Roberto Agresti, editor da Revista da Moto! desde 1994, volta a escrever para UOL Carros. Sua estreia na imprensa automotiva foi em 1984, com passagens pelas revistas Motoshow (atual Motor Show) e Motor 3. Atualmente, é comentarista da rádio CBN/CBN MOTO e colaborador do site AutoEntusiastas desde 2011.

Colaboração para o UOL

04/07/2016 10h00

Quando as primeiras Honda CB 500 chegaram às revendas da marca, no final de 2013, o melhor momento do mercado de motocicletas brasileiro havia terminado há quase dois anos. Desde então as vendas continuaram caindo e o importante lançamento -- moderna, a família tinha três diferentes modelos com mesmo motor e chassi -- sofreu os efeitos de ter chegado em má hora.

De acordo com a Fenabrave, quase 8 mil destas Honda 500 foram emplacadas em 2015, cifra praticamente igual à do ano anterior. A expectativa da fabricante no lançamento da primeira desta série, a naked CB 500F em outubro de 2013, era de vender 20 mil unidades no primeiro ano e 30 mil no seguinte.

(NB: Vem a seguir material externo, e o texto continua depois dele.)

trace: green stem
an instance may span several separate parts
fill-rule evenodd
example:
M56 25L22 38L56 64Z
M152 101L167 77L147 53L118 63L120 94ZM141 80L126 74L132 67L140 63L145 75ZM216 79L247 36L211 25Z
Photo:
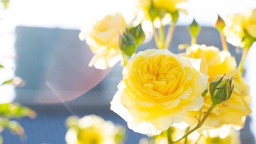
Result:
M238 65L238 67L237 67L237 70L241 72L243 72L243 65L244 63L244 61L246 58L246 56L248 53L248 51L249 51L249 48L244 48L243 55L242 55L242 57L241 58L241 60L240 61L240 62L239 63L239 65Z
M191 37L191 45L197 43L197 37Z
M158 45L159 44L159 39L158 39L158 35L157 34L157 32L156 32L156 29L155 26L154 25L154 23L152 23L152 26L153 28L153 34L154 35L154 38L155 39L155 44L157 47L159 47Z
M166 38L165 38L165 43L164 43L164 48L168 48L172 43L173 35L175 27L175 23L173 23L172 25L170 25L167 32Z
M166 48L164 47L164 28L161 20L160 20L160 28L159 28L159 39L160 42L159 48Z
M200 111L199 112L199 116L198 118L198 122L201 121L201 117L202 116L202 111L203 110L203 108L201 108L200 109Z
M210 108L209 108L208 110L207 110L207 112L205 114L205 115L204 115L203 117L203 119L202 119L202 120L200 121L200 122L198 124L197 126L196 126L193 129L192 129L191 130L190 130L188 132L188 133L187 133L187 134L186 134L185 135L184 135L182 138L181 138L177 140L175 140L175 141L174 141L173 142L173 143L176 143L178 141L179 141L182 140L182 139L183 139L185 138L185 137L186 137L187 136L188 136L188 135L191 133L193 133L194 131L197 130L197 129L198 129L198 128L201 127L202 126L202 125L203 125L203 123L204 122L204 121L205 121L205 120L206 120L206 118L207 118L207 117L208 117L208 116L210 114L210 113L211 112L211 111L212 111L212 110L213 110L213 108L214 108L215 106L216 106L216 104L214 104L213 103L212 104L212 105L211 105L211 106L210 107Z
M228 47L227 47L227 44L226 39L225 39L225 36L224 36L222 32L220 32L220 36L221 38L221 43L223 50L228 52Z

Evidentemente que o enorme buraco entre a previsão da Honda e a cruel realidade teve mais de um motivo: um foi a atividade econômica do país em marcha a ré. Outro veio da incompreensão de nossos consumidores em relação aos modelos.

A estratégia que há anos é praticada pela indústria do automóvel foi adotada no projeto desta família de motocicletas, o conceito de "plataforma": o uso comum de apenas um tipo de chassi e motor que resultou em três diferentes produtos para três clientes diferentes. Para os mais esportivos, a CBR 500R; para os urbanos, a naked CB 500F; aos aventureiros a mais vendida de todas, a crossover CB 500X.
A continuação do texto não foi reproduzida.